But I haven't even gotten to the crown turd in this shit pile. Remember this silly little TV series called Perfect Strangers? It was about a young Greek-ish (his island country was made up) shepherd who comes to the big city to make his fortune. It starred a young comedian with a talent for accents who was funny for about two seasons. Maybe. And then he got really grating and yet we all kept watching. His name was Bronson Pinchot, and he's in this movie as...the antagonist. Sans accent, and trying to be scary, any charm he may have once had is gone. He's not fun to watch as a bad guy, he's hilarious to watch in all the wrong ways. Mr. Toomy is not a guy you should be laughing at, and Pinchot isn't trying to be funny, but all you want to do while watching him shout and screen and gobble up more scenery than the titular monsters is laugh at him. He's worse than Jack Nicholson in The Shining, worse than Tim Curry in It, and in fact just might be the most over-the-top villain in any Stephen King adaptation ever. And that's saying a lot.

But to me, the worst performance of the film isn't even Pinchot.
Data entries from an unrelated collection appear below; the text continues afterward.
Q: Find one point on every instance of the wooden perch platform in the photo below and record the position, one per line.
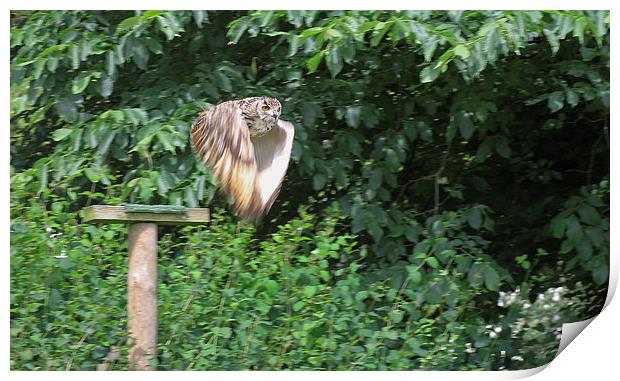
(142, 267)
(159, 214)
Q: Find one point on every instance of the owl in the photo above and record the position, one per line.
(248, 148)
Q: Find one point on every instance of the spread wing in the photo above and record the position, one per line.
(273, 152)
(220, 137)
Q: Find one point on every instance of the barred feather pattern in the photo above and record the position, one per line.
(248, 151)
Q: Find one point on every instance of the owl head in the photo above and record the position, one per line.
(268, 109)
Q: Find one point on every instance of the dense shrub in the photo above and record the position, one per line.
(442, 161)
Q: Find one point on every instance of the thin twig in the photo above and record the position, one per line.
(438, 174)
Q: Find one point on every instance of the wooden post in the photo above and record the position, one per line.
(142, 267)
(142, 295)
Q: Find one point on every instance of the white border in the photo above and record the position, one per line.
(593, 353)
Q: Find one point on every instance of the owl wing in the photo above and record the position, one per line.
(220, 137)
(273, 153)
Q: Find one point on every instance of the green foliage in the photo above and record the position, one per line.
(440, 159)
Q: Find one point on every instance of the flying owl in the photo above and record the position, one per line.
(248, 148)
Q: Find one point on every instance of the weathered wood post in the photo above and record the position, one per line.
(142, 267)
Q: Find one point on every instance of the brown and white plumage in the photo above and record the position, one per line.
(248, 148)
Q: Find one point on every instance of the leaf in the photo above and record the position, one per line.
(318, 181)
(106, 86)
(313, 63)
(466, 126)
(308, 113)
(61, 133)
(574, 233)
(127, 24)
(462, 51)
(415, 275)
(502, 147)
(429, 73)
(74, 53)
(396, 316)
(589, 215)
(334, 61)
(80, 83)
(141, 56)
(92, 175)
(352, 116)
(309, 291)
(361, 296)
(558, 228)
(475, 274)
(491, 278)
(376, 176)
(110, 64)
(600, 273)
(474, 218)
(432, 262)
(553, 40)
(484, 149)
(555, 101)
(67, 109)
(43, 176)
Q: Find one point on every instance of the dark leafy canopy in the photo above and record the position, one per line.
(440, 157)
You expect ham and cheese from him, and at least he's a performance you can love to hate. No, the worst performance comes from Dean Stockwell, playing King's stock writer character (though for once he isn't really the lead), in this case, a mystery writer who figures out what's really going on with this story. Stockwell is a good actor, and we know he's above the material in this turkey (the film, not the story), but holy Christ does he phone this one in. He's wooden, stilted and never acts like he actually believes what he's saying. You can almost see his eyes flicking back and forth as he reads from cue cards. I'm tempted to blame director Todd Holland, who has produced many films with stilted acting in them, but I can't pin it all on him. Stockwell's a good enough actor that he should have been able to tell Holland "look, just let me find this character my own way". This doesn't happen, and Stockwell seems half asleep for most of it. Any time his character begins speaking, I want to fast-forward, and considering the character is one of the most engaging in the book, I don't understand why Stockwell apparently felt he had so little to work with that he just didn't put in any effort at all.
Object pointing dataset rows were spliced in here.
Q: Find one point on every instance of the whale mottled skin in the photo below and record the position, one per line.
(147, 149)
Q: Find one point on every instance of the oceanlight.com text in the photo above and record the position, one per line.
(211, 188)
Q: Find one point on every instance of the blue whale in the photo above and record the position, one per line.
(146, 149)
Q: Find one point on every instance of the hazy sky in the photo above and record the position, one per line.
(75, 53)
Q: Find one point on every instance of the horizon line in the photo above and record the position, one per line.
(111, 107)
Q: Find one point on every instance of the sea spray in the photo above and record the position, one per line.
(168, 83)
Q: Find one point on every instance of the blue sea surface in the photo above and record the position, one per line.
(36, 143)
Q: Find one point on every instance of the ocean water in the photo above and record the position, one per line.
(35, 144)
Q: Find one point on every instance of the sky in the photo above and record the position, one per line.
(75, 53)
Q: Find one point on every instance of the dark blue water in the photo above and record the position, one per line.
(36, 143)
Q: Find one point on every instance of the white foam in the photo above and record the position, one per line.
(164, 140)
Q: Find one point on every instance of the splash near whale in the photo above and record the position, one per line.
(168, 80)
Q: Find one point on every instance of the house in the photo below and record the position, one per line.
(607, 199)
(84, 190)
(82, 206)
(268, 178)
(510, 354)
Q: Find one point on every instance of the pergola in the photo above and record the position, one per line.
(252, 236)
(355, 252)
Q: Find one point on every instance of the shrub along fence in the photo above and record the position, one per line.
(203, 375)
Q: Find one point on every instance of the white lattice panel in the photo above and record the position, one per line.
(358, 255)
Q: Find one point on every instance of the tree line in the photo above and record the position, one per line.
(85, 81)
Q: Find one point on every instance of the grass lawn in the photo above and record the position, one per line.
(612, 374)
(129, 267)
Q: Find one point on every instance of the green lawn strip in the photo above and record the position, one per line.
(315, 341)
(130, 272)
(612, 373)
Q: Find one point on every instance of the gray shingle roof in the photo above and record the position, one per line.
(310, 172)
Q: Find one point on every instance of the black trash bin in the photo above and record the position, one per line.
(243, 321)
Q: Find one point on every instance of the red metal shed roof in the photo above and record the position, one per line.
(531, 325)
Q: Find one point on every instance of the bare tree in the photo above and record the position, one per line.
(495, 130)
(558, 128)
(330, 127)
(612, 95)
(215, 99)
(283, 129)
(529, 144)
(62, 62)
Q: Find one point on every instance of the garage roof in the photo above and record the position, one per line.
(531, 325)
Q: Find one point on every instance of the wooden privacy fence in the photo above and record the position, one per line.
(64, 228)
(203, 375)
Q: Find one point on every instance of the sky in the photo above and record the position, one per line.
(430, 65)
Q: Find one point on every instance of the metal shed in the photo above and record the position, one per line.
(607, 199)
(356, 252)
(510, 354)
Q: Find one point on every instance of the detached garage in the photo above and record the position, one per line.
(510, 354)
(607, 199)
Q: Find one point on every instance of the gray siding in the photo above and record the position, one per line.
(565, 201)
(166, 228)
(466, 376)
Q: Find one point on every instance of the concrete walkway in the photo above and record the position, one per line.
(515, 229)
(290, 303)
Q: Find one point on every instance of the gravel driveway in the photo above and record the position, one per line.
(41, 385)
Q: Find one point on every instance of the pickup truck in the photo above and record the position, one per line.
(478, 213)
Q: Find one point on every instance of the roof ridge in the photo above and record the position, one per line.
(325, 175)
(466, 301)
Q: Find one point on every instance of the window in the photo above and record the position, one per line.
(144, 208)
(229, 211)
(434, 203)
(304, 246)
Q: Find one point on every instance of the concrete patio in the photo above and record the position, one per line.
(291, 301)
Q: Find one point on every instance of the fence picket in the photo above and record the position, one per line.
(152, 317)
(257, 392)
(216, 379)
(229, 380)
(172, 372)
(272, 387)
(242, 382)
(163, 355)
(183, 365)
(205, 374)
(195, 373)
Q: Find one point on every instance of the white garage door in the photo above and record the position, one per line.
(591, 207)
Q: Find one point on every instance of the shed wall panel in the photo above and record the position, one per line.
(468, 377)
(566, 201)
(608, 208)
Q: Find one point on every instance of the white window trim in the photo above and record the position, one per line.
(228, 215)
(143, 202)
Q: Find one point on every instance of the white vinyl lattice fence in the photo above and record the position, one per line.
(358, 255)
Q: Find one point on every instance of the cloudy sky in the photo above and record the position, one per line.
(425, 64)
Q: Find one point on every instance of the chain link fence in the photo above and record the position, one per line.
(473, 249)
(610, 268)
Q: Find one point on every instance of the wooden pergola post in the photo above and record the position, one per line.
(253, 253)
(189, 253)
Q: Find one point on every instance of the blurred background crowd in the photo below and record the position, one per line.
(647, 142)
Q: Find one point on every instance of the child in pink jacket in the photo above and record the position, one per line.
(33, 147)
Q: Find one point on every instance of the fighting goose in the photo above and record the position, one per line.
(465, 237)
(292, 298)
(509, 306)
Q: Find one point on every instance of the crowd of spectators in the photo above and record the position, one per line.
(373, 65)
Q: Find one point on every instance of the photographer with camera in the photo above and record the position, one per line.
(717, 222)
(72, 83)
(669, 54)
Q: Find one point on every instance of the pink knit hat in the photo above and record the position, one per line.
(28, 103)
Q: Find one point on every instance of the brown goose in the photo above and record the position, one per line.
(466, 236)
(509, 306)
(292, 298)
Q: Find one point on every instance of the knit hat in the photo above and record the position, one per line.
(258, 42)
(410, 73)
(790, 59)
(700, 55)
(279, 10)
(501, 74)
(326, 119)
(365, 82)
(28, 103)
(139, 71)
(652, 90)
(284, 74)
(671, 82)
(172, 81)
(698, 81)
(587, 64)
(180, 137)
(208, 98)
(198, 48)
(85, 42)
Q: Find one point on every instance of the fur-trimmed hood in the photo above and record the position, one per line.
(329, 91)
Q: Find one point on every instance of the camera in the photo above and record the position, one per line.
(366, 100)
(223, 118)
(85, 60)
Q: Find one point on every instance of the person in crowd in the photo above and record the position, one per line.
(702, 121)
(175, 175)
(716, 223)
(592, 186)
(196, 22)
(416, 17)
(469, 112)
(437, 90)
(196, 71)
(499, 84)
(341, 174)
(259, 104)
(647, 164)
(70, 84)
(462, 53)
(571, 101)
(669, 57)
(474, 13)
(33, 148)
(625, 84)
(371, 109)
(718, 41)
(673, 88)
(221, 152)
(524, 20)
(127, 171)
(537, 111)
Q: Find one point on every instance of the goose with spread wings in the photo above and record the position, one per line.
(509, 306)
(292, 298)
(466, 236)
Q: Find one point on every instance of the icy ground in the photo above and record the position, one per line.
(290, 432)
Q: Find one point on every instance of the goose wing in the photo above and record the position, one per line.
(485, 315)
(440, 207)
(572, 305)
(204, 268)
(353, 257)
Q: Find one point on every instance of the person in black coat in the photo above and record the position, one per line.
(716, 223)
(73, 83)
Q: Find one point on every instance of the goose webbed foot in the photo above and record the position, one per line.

And then there are the effects. Sweet hot-buttered fuck. I just...can't...nope.

So this is badly in need of being remade, as the book is damn well creepy, and in fact, seems like an extended creepypasta. If you don't know what those are, google it. You might enjoy yourself. Or you might find one of the more cliched ones and not enjoy yourself at all. This one is one of the better ones. Well, better still, because it's a full novel (whatever Four Past Midnight might be, it isn't a collection of novellas; these are absolutely long enough to be called novels) and because it's written by the man himself.

A flight from LA to Boston starts off weird when a stewardess says the Aurora Borealis has been spotted over the midwest. Brian Engle, a pilot who just fought through some major turbulence to be greeted with the news of his ex-wife's death, is now dead-heading home on another flight, and finds himself drifting off to sleep. He wakes to realize that only himself and ten other passengers remain, and the plane is on autopilot flying over what looks to be an utterly dead United States. It gets worse; one of the passengers becomes unreasonable and violent when he realizes they won't be making their scheduled stop in Boston, and then their forced landing puts them in a dead airport, empty of people or even the seeming remains of anyone having been there at all, and one of the passengers, a little blind girl, reports hearing a horrible approaching noise. There doesn't seem to be any question; if they're still on the ground when that noise arrives, they're done for.

The violent, insane passenger, Craig Toomy, thinks he knows just what it is that's coming; the Langoliers, evil creatures his father made up to scare him into doing what his father demanded (more on that in a moment). He's determined to do whatever he can do to not be caught by them...even kill.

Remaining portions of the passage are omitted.